Zu den Lieblingsmomenten der letzten Zeit gehören die Augenblicke, an denen ich morgens um halb sechs die Kreuzung von Renmin-Lu und Zhongshan-Lu überquere, dort, wo elfspurige Strassen zu einem gigantisch großen Viereck zusammenkommen. Zu dieser frühen Stunde kann ich einsam mitten auf der Strasse joggen, und meist halte ich auf dieser riesigen Kreuzung ganz kurz inne, um nachzufühlen, wie ich Teil dieser Stadt werde. Kurze Zeit später werden hier hunderte von Autos und Bussen ein alltägliches Verkehrschaos verursachen.

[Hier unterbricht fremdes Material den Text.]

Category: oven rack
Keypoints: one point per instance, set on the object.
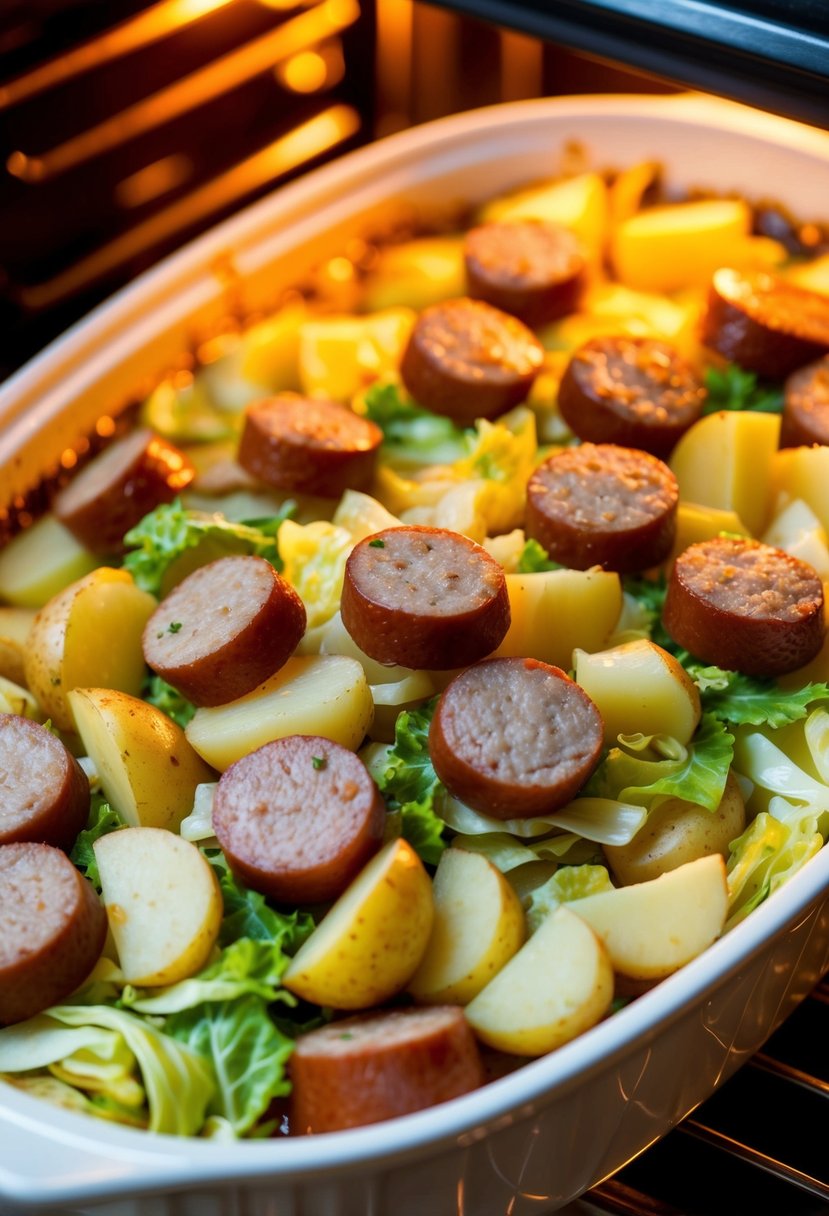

Es ist die Kreuzung vor dem HuangPu Fluß und wenn ich sie überquere, freue ich mich schon auf den Anblick der Wellen, die das Wasser schlägt, wenn die Boote vorbeifahren.

Abends gehe ich zur Yogaschule in der Fuxing-Lu, meiner von Platanen gesäumten Lieblingsstrasse im französischen Viertel. Dort gibt es versteckte Garten-Cafés, nette Jazzbars und freundliche Blumenhändler. Nach der Yogastunde sitzen wir noch erschöpft auf Holzbänken beisammen und trinken Saft. Joyce beißt in eine Tomate, meint, sie könne gut nur von rohem Gemüse leben. Sie erzählt von ihrem Lehrer in Indien, der nur aus Haut, Knochen und Energie bestünde, und der einige Gewürze ablehne, weil diese schlecht für den Körper seien. Und Michael aus Kanada, mein Lehrer, erwähnt einen Yogi, der sich die Zähne ausgeschlagen habe, um zu demonstrieren, daß er kein festes Essen zu sich nimmt, denn alles andere behindere den Energiefluß. Ich schaue auf meinen Karottensaft und murmele «Meine Güte, bin ich normal, das wußte ich gar nicht!» und die Gruppe lacht. Ich meine es aber ernst.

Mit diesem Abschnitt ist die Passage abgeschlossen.